A 9th degree Technoratus, no less, the most highly transcended figure of that great celestial blogosphere of which most of us know nothing, preferring to believe that this poor thing we send our thoughts out into is all there is. A man, a being rather, so supremely pure that he did not blog in the way that we might understand it; he had no keyboard, no modem, no material connection to the world of the mundane blogger whose life consists of tapping out his idlest thoughts in the belief that someone, somewhere, cares what he has to say. No, the Maestro blogged in the purest, most spiritual way, entirely within his own mind, and his web site was the infiniteness of time, the gaps between the stars, the silences we mortals create by our inability to fill them, his readership the perfect and perfected creatures that inhabit those places.

Despite the gulf between us, he received me as great men do, as though I were the one doing him the favour, as though he had waited years for this moment, as though there were something he could learn from me.

'Maestro', I breathed, my forehead to the ground, so overcome I could barely even kneel, 'I would blog.'

The words were spoken; I had violated that place, the purity of the air that man respired, by my presumption that I could, in any way at all, be like him. I awaited death, which I was sure by them was the only possible punishment, with something approaching satisfaction.

'Then blog, my son. To blog is to live. To blog is to be. To blog is to become one with the universe.'

'How can I blog, in the truest sense, Maestro? I mean Blog, not merely blog?'

'You refer to readership, my son, stats.'

'Er, yes, Maestro. For it is written that a blog that goes unread is like a camel's armpit unbitten by fleas.'

'So they tell me, yes. You need a niche, my son, something only you can talk about in a particular way. What do you have to tell people about?'

'Hedgehogs, Maestro,' I replied, 'I am the goto man for reliable hedgehog news.'

'Hmm,' mused the Great One, 'not bad, but perhaps a bit too niche. Chuck in a bit of passionate and crudely analysed politics, and some whimsical humour. It'll help the hedgehogs along. Then go with whatever is making you think, whatever makes you feel strong emotion. Use words wisely and well, and transmit, my son, that feeling to others. Someone will listen. Be yourself, and don't take yourself too seriously because, lets face it, my son...'

Once he'd started he got up steam and went on like this for some time. I took note of everything he said, and have tried to be a good disciple. When he had said what he had to say he stopped and dismissed me, saying,

'Go out into the world and blog as I have taught you to blog. Return in four years and I shall weigh your worth.'

Those four years are nearly gone, and I must make my way once more to the Presence, and account for the use I have made of my Maestro's teaching.

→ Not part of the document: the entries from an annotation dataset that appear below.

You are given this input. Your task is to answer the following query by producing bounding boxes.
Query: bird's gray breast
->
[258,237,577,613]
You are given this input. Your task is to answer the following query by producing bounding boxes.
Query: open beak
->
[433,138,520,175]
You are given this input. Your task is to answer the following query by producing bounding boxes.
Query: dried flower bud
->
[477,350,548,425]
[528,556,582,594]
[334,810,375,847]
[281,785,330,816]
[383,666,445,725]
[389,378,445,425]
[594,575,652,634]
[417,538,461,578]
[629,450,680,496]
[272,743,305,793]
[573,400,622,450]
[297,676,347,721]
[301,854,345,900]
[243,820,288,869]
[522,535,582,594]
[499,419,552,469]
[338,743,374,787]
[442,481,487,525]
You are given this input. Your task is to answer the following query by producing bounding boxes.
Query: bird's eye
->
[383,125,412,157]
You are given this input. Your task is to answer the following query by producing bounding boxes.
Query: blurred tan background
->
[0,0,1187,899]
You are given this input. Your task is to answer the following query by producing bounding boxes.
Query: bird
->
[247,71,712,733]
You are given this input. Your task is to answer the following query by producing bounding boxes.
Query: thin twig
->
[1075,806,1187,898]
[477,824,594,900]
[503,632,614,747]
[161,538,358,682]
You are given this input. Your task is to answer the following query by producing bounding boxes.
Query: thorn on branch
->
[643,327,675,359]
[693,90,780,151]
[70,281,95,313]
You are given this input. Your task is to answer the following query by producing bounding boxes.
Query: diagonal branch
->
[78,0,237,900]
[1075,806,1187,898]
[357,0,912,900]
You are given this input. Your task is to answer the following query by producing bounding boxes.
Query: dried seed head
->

I could lie, of course. Since he lives in a cave near the top of a particularly inhospitable mountain, and communciates only with those beings that inhabit the spaces between the lower level orbits of the hydrogen atom, the chances of him knowing my site stats are fairly slim. Or I could tell him I use the pseudonym Old Holborn or Guido Fawkes. But it wouldn't feel right. So I shall go to him bearing the truth, perhaps the greatest gift there is. And just in case, a box of the finest Belgian chocolates, which melt the hardest of hearts.

Wish me luck. 

3 comments:

Vincent said...

You prompt me into comment, something I do more rarely than I'd wish: sometimes to praise, sometimes to argue, but in this case to say how glad I am that you're there, persevering undauntedly on an astonishingly wide range of topics, and for all I know addressing your hedgehog in Sanskrit when you're not online.

Sackerson said...

... in Sanskrit and sans-serif.

The Hickory Wind said...

Vincent

Thank you for the encouragement. As I'm sure you know yourself, blogging fatigue is a common feeling. I often wonder why I do it, but I always seem to have one more thing to say, about something or other. One more story to tell, one more experience to relate, one more opinion to share, one more idea I've stumbled across , one more interest that, you never know, someone, somewhere might want to hear about. One more place I've seen that was worth going to and talking about.

My ability to pontificate on a wide range of subjects has cleared spaces in bars across London and the home counties. Those who know me have learned to close their ears ;-)

Sackerson

Or in sans cas. He can hear the footstep of a bettle from 20 feet away, but anything else goes completely over his head.